Policing: Waking Up To The Cost Of Being An ‘Official Community’

Former Councillor Guy Heywood (CNV) spoke at the January 12th Council meeting during the public input period.  The script is below.   This link Policing: Waking Up To The Cost Of Being An ‘Official Community’  has further detail as well as the attachments mentioned.  Quoting in part:

It Is Hard Not To Be Involved

I miss being part of Council. I find it difficult to stop thinking about the issues that challenge the City. While at times it has been hard not to take it personally, I believe that many of fundamental causes of the City’s dysfunction in government and its politics are related to the structure of our local governments and their historical origin. 

 

Two Minute Presentation:

I am here to talk about a serious complaint made by the District in a letter to the City last fall that does not appear to be resolved.

They relate to one of the reasons the City Manager gave in his report last June for why the Cityshould not to collaborate with the District in a Restructure Study:

“…the District owes the City … over $1.2 million… increasing by…  $400,000 every year”The allegation was repeated at later meetings and in the media.
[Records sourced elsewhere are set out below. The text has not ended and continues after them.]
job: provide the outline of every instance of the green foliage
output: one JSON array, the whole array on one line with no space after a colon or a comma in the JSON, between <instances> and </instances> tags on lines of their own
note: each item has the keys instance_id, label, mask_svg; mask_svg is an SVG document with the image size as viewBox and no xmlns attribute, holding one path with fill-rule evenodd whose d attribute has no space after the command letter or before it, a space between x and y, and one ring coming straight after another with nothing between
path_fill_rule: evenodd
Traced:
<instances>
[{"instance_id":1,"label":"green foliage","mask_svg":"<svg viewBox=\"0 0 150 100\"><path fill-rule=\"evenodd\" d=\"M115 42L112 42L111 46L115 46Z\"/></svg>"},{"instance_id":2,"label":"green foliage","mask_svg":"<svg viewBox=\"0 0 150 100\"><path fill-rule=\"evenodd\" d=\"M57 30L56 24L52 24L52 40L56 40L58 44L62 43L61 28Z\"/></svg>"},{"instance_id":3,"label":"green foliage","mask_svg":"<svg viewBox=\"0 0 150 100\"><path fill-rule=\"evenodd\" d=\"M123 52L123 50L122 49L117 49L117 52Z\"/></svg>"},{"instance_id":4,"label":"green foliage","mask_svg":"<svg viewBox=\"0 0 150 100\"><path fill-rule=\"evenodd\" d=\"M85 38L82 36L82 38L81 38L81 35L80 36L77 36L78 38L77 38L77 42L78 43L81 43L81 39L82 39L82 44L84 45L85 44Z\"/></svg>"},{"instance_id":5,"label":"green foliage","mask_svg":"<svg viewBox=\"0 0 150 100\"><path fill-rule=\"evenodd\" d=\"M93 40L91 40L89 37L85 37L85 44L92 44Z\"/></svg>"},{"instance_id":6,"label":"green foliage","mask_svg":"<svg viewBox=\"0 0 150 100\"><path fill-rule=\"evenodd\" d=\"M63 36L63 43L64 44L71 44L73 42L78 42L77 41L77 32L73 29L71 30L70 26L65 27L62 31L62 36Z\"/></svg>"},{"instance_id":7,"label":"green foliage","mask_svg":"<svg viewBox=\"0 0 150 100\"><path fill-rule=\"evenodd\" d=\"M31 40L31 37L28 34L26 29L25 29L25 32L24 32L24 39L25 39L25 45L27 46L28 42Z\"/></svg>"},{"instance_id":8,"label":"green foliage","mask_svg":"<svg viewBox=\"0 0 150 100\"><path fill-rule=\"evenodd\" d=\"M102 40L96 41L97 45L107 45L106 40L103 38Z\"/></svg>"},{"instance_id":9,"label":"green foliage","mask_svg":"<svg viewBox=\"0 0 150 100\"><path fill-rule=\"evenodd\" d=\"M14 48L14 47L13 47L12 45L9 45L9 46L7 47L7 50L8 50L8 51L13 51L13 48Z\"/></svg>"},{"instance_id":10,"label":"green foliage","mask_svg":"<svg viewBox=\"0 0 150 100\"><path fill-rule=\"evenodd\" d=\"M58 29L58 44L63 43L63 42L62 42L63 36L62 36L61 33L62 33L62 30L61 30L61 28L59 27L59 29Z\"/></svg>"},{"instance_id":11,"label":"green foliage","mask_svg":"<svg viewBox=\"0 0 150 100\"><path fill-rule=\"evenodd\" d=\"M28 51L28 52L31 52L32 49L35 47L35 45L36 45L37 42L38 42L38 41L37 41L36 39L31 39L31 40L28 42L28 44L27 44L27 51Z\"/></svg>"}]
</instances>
In September, the Mayor of the District wrote a letter to say that these statements were:

“…not correct…in fact misleading and damaging to the District’s reputation.”
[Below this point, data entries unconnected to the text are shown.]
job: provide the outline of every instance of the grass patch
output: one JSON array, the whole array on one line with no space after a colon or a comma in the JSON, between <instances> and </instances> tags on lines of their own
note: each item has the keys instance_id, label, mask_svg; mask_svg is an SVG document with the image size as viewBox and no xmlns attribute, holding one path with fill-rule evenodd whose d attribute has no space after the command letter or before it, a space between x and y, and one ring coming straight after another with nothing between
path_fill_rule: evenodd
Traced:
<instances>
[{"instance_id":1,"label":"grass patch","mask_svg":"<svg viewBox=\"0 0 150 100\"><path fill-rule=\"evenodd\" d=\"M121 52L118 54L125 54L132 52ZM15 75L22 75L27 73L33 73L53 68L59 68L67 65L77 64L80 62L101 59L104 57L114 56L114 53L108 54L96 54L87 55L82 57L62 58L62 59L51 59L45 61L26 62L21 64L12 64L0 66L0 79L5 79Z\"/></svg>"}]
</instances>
He attached an agreement signed by Mr. Tollstam proving he should have known that it was a false statement when he made it.

There were also RCMP reports supporting a District view that, rather than owing the City, they are paying $2 million per year more than their fair share.
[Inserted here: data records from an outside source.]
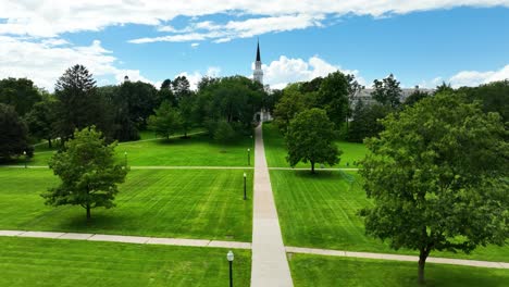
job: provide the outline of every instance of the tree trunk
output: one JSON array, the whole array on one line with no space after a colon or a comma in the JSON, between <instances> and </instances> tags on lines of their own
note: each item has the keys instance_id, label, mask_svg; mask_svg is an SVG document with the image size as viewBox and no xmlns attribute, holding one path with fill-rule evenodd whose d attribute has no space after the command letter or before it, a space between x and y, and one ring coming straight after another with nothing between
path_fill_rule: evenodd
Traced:
<instances>
[{"instance_id":1,"label":"tree trunk","mask_svg":"<svg viewBox=\"0 0 509 287\"><path fill-rule=\"evenodd\" d=\"M429 250L421 249L419 253L419 284L424 284L424 265L426 264L427 255L430 254Z\"/></svg>"},{"instance_id":2,"label":"tree trunk","mask_svg":"<svg viewBox=\"0 0 509 287\"><path fill-rule=\"evenodd\" d=\"M90 222L90 204L87 204L87 223Z\"/></svg>"}]
</instances>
They asked for a public statement of retraction but all I could find was Mr. Tollstam quoted in the North Shore News September 24th saying that:

“the numbers seem to indicate both parties are paying their fair share.” 

This is yet another misleading statement, since the numbers provided by the RCMP support the District’s view that it is subsidizing the City.

I believe there are literally millions of dollars wasted on duplicate local government bureaucracy and facilities in North Vancouver.  The lack of coordination and even conflict has negative consequences for social services, culture, recreation and the management of public safety.

But I had not been aware of the risk to City taxpayers in particular of a $2 million dollar shift in policing costs. That is $2 million dollars per year more incentive for City taxpayers to find out just how much we are all paying across North Vancouver to maintain two local governments in one community.

I have put this correspondence and other information I have collected on my blog –guyheywood.ca – as reference for citizens who have told me they wish to get on with their own study of how local government in North Vancouver can be made better.

I wish them success but warn them to be wary of the bullying and misleading tactics employed by those with a vested interest in the status quo.